The company is headquartered in Amsterdam and has a global presence with R&D hubs across Europe, North America, and Israel.
The team consists of over 800 employees, including more than 400 skilled engineers with expertise in hardware and software engineering.
The role is part of AI Studio within Nebius Cloud, which operates one of the largest GPU clouds with tens of thousands of GPUs.
The position involves building an inference and fine-tuning platform for various foundation models, including text, vision, audio, and multimodal architectures.
Responsibilities include enhancing fine-tuning methodologies for LLMs, researching and implementing inference optimization techniques, and re-implementing open-source LLM architectures in JAX.
Requirements:
Candidates must have a profound understanding of the theoretical foundations of machine learning and reinforcement learning.
Deep expertise in modern deep learning for language processing and generation is required.
Substantial experience in training large models on multiple computational nodes is necessary.

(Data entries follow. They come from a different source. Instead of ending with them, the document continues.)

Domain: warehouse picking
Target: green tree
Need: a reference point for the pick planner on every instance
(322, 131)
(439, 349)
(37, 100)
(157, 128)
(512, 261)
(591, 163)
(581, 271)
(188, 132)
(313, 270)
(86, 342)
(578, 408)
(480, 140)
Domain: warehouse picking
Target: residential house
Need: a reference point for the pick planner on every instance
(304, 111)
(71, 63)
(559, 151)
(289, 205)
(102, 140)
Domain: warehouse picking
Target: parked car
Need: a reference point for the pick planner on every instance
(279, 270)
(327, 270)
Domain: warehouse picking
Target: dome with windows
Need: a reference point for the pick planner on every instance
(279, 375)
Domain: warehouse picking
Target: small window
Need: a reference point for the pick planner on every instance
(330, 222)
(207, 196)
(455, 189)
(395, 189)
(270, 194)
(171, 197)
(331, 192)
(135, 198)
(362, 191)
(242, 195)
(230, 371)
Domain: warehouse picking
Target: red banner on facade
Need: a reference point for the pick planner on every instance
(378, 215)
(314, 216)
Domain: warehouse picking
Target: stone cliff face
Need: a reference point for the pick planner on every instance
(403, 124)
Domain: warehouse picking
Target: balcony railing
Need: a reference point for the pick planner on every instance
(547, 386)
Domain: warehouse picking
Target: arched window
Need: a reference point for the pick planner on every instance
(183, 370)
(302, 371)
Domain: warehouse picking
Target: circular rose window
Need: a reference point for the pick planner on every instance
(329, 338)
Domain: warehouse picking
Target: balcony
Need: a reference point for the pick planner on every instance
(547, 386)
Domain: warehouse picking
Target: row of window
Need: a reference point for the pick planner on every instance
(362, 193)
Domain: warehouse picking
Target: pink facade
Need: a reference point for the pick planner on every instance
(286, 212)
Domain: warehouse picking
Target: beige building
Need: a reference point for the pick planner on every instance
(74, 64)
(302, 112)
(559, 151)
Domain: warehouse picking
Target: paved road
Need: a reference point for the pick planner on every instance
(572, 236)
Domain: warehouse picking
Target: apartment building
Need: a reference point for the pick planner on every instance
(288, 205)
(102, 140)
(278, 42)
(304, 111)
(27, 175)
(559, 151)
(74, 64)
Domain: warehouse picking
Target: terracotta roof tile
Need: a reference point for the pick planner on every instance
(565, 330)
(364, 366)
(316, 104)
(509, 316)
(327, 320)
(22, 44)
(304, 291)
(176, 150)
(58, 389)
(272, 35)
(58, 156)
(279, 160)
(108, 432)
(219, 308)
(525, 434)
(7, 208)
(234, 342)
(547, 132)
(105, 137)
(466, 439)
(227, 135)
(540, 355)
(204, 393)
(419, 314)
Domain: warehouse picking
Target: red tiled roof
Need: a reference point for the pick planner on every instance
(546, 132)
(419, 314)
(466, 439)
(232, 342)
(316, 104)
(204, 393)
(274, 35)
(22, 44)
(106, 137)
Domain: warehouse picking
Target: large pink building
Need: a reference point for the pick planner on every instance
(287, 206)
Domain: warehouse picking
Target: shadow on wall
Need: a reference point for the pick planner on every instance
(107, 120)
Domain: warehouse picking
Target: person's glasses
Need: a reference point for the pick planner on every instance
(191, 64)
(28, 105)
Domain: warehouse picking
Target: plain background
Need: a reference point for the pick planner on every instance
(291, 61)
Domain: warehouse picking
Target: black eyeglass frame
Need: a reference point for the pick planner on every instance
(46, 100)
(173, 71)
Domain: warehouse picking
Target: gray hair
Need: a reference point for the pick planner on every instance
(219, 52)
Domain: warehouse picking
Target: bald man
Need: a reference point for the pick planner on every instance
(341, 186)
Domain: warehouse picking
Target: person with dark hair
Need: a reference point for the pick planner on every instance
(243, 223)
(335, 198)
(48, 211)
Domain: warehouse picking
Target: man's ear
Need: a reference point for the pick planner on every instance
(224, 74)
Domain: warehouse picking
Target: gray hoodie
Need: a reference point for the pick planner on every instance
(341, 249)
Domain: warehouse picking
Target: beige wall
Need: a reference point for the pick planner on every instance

A reasonable understanding of performance aspects of large neural network training, including sharding strategies and custom kernels, is expected.
Strong software engineering skills, particularly in Python, are essential.
Deep experience with modern deep learning frameworks, specifically JAX, is required.
Proficiency in contemporary software engineering practices, including CI/CD, version control, and unit testing, is necessary.
Strong communication and leadership abilities are expected.
Benefits:
The position offers a competitive salary and a comprehensive benefits package.
There are opportunities for professional growth within Nebius.
Hybrid working arrangements are available.
The work environment is dynamic and collaborative, valuing initiative and innovation.